« On est jeune, faut faire de quoi » — Gino Gilbert

Incendie de la Ferme Gilbert & Fils:140 bêtes périssent


Publié le 27 mars 2017

La ferme est une perte totale, seule une partie de la laiterie a été épargnée.

©Photo: TC MEDIA - France Paradis

RECONSTRUCTION ? « Si on pense reconstruire ? On n'aura pas le choix, on est jeunes, faut faire de quoi », lance d'un trait Gino Gilbert en regardant le spectacle de désolation qui s'offre devant lui. La ferme familiale Gilbert & Fils à St-Henri-de-Taillon n'est plus qu'un amas de ruines, seule une partie de la laiterie a été épargnée par le violent incendie qui s'est déclarée vers 17 h 30, dimanche, lors de la traite du soir.

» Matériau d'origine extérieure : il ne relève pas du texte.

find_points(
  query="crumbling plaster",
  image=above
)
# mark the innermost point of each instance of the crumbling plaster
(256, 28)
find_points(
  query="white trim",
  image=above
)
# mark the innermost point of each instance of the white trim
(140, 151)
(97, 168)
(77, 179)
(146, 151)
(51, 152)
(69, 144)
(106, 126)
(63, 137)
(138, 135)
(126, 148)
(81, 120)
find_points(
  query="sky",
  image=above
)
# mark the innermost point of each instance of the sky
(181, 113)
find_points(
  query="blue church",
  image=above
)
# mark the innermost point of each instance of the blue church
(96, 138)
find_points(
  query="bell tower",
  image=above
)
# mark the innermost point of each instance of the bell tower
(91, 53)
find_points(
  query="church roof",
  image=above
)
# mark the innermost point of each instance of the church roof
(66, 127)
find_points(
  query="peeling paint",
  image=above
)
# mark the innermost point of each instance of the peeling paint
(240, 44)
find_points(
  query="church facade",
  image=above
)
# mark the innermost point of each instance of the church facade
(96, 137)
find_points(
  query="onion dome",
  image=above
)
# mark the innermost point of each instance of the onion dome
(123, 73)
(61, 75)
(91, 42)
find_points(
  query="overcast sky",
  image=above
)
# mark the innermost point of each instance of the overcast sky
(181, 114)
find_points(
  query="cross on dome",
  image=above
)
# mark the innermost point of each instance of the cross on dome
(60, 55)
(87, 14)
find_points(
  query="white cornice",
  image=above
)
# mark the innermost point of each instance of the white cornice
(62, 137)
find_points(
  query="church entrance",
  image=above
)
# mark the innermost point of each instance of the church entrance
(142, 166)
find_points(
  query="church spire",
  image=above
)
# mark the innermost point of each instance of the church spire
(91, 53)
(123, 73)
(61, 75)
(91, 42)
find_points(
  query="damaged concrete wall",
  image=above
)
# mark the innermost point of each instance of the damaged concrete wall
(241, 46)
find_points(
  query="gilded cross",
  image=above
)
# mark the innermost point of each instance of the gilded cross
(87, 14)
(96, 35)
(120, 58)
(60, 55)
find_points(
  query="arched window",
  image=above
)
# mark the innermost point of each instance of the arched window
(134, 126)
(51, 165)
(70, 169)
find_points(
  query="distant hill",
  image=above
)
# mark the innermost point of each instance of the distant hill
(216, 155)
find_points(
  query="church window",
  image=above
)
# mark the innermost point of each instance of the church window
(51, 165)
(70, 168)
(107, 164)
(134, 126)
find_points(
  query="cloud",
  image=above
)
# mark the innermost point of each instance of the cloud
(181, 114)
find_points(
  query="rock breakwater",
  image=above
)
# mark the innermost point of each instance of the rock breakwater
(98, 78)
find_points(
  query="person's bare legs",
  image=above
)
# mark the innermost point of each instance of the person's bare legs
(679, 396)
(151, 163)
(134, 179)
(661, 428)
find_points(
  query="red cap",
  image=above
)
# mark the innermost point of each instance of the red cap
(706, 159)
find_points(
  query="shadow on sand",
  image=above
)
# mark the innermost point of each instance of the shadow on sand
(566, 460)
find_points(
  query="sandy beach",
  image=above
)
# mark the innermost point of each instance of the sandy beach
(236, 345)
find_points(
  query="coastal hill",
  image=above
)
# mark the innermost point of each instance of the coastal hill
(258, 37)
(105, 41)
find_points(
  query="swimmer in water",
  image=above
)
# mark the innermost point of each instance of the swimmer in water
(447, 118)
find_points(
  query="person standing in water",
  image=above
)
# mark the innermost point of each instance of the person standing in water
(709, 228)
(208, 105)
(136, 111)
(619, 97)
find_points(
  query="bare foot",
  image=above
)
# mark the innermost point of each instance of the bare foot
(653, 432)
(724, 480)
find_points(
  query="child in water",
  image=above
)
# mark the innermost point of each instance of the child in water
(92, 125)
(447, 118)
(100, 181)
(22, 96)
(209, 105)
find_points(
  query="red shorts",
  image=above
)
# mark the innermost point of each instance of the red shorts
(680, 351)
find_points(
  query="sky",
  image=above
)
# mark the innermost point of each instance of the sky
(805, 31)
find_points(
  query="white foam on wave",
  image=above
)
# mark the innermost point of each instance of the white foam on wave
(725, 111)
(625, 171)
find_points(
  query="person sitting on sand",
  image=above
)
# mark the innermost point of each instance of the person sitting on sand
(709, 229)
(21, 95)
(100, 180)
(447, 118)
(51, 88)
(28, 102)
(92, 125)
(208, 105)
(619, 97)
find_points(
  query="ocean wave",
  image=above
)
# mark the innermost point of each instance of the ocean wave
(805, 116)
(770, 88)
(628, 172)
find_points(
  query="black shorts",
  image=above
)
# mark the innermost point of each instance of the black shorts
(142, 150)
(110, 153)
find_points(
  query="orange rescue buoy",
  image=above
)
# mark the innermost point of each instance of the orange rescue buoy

Un enquêteur du Service des incendies était sur place au lendemain de l'incendie afin de constituer un rapport.
Photo: TC MEDIA - France Paradis

Benoit et Diane Gilbert ainsi que leurs deux fils, Pascal et Gino, sont les propriétaires de La Ferme Gilbert & Fils qui compte quelque191 têtes, donc 112 vaches en lactations Holstein pur-sang. Ce troupeau principal a complètement été décimé dans l'incendie de même que les jeunes veaux qui sont nés au cours de la période hivernale.

Je partais avec et ça l'a fait Pouf !

— Gino Gilbert

Le bâtiment de quelque 350 pieds de long a totalement été rasé par les flammes en quelques heures.
Photo: TC MEDIA - France Paradis

« C'est une perte totale. Il y avait 140 têtes, soit le troupeau principal et quelques petits veaux de cette année. C'est un chariot hache-paille motorisé qui est à l'origine. Je venais juste de le remplir. Je partais avec et ça l'a fait Pouf !  J'étais juste à côté d'un mur de paille qui comptait encore quelque 200 balles empilées ainsi que de la paille par terre. Et avec la poussière qu'il y avait… La grange, ça l'a pris 10 minutes et le toit était écrasé », raconte avec émotion Gino Gilbert.

Le troupeau principal de même que les veaux nés cet hiver ont tous péri.
Photo: TC MEDIA - France Paradis

Ce dernier s'affairait à faire la traite du soir quand le feu, une combustion spontanée de la paille et de la poussière s'est déclaré. Le temps de courir chercher les extincteurs, il était déjà trop tard pour y retourner en raison de l'épaisse fumée.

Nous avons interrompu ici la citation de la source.